Coming back to Thailand from the US is always a long journey however you take it. I looked at the flight details and other than a direct connection to Bangkok from New York it is 20 minutes longer to travel East from Newark airport than it is to go West! As I had an existing booking back home through London I managed at the last minute to call-up my old friends there and find myself a place to stay for the Friday night. After a night flight on Virgin and a trip from Heathrow through the tube I arrived pretty tired into Hampstead but was soon welcomed by my friend Eddie by having a lunch out in the summer sun and watching the World Cup. It really takes a lot to beat fine weather in the UK and wandering around Hampstead Heath it not only felt like being on holiday but I also felt pleased to be back in England again so soon and enjoying the pleasure of having a lazy day! That evening we did what the British do best and sat outside a pub eating and drinking, the main point of note was the £2.50 aviators that James brought along and everyone ended up wearing!

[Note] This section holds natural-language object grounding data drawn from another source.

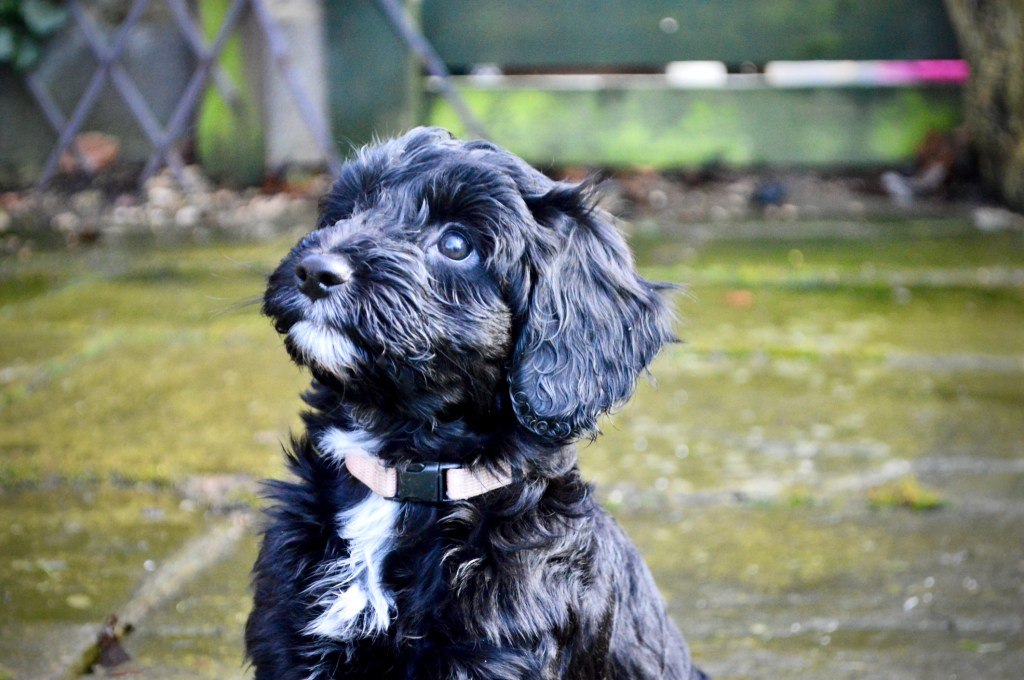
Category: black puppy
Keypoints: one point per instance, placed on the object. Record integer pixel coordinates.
(465, 320)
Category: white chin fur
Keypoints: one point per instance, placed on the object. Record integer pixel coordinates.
(323, 347)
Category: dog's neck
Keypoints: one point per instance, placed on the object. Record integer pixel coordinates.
(398, 439)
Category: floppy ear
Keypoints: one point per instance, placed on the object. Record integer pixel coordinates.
(591, 325)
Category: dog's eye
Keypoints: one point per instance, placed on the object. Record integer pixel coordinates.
(455, 246)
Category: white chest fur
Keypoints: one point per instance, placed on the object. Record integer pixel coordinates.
(354, 601)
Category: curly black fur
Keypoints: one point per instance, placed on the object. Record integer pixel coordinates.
(498, 347)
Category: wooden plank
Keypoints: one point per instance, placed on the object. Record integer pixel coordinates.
(548, 34)
(662, 127)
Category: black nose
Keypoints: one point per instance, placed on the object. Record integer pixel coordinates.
(318, 274)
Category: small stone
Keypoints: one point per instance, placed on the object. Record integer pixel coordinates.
(995, 219)
(66, 222)
(187, 216)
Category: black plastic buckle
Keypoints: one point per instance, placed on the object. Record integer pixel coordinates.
(423, 482)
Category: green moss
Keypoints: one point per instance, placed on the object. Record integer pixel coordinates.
(905, 493)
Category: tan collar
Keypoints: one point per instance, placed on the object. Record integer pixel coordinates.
(424, 482)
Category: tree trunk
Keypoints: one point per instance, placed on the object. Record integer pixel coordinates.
(991, 39)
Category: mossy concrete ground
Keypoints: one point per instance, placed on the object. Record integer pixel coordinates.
(824, 366)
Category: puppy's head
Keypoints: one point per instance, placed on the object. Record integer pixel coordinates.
(450, 280)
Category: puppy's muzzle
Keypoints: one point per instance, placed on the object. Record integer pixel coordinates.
(321, 274)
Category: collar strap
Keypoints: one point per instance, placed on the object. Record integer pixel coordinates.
(424, 482)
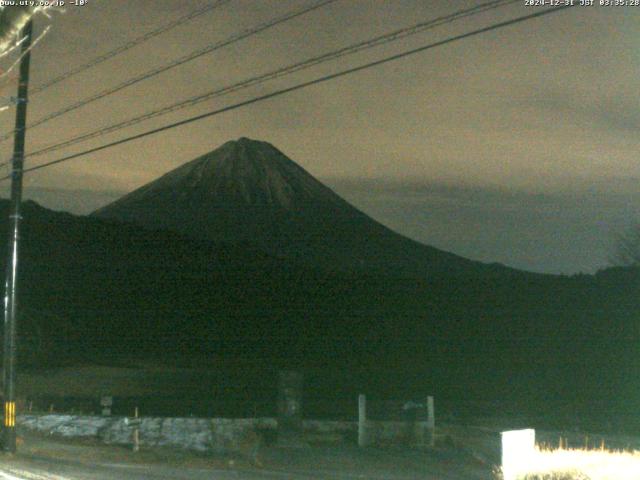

The next day I had another night flight to jump on back to Bangkok, to be honest any flight less than 14 hours does not seem to affect me now but I found that on this trip back my bodyclock travelled over the Pacific while I came back from the US over the Atlantic and the Indian oceans, I think we meet again about 3 days later in Thailand!

The following days back in Bangkok were basically taken up with catching up on admin, outstanding bills and preparing for a short visit to Jakarta. In between of course the distraction of the Word Cup caused much glee in the German restaurant I watched their game with Argentina and the following evening much trauma as England went out yet again to Portugal.. L

Sunday morning I flew to Jakarta for my first stay in Indonesia. The 3 hour flight is short but I can’t think of a closer place to Thailand were you can find such cultural difference. Indonesia, the 3rd largest democracy in the world and the largest Muslim country is a place on which you could write several books and still never really dig under the skin. Jakarta itself is a huge metropolis that in 2010 will have much more than 20million people and its long history as a trading port has made it one of SE Asia’s most important cities. My first impressions stuck in a traffic jam heading into the city centre were that of an African city in terms of the infrastructure, the commerce and the street layout. Once I arrived at the plush hotel the distinction between real life outside and the foyer inside were huge, this is something you are always somehow not as aware of in Bangkok. Later in the afternoon I walked down to the national monument and people came up to me to ask where I as from, could they have their pictures taken with me and generally treated me with a good deal of amusement! That evening at a breezy sundown I went out by the hotel pool and looked over a vast rundown housing area, with the call to prayer echoing around and the minarets poking out from the red tiled rooftops I was taken back to many nights watching the same scenes in Marrakesh. I have a plan to go back to Morocco on holiday in the Autumn and when I do I am sure that I will be reminded of Jakarta in the same way, the similarity is not just on the surface or due to religion but in the friendly albeit serious nature of the people. Indonesia has of course recently had disaster after disaster, the long term threats of separatism and radicalism and a chronic lack of investment per capita, but despite that I can see that the people are undertaking large steps in pushing themselves and their business forward. As one person I met told me in relation to the national football team however, the Indonesians want to score a goal for themselves every time and the lack of team work ultimately lets them down. Not sure is this one really applies to Africa, and in the current World Cup there are many more African teams than before so perhaps football can be a lesson for life and a lesson for the Asian countries to learn to act as a team?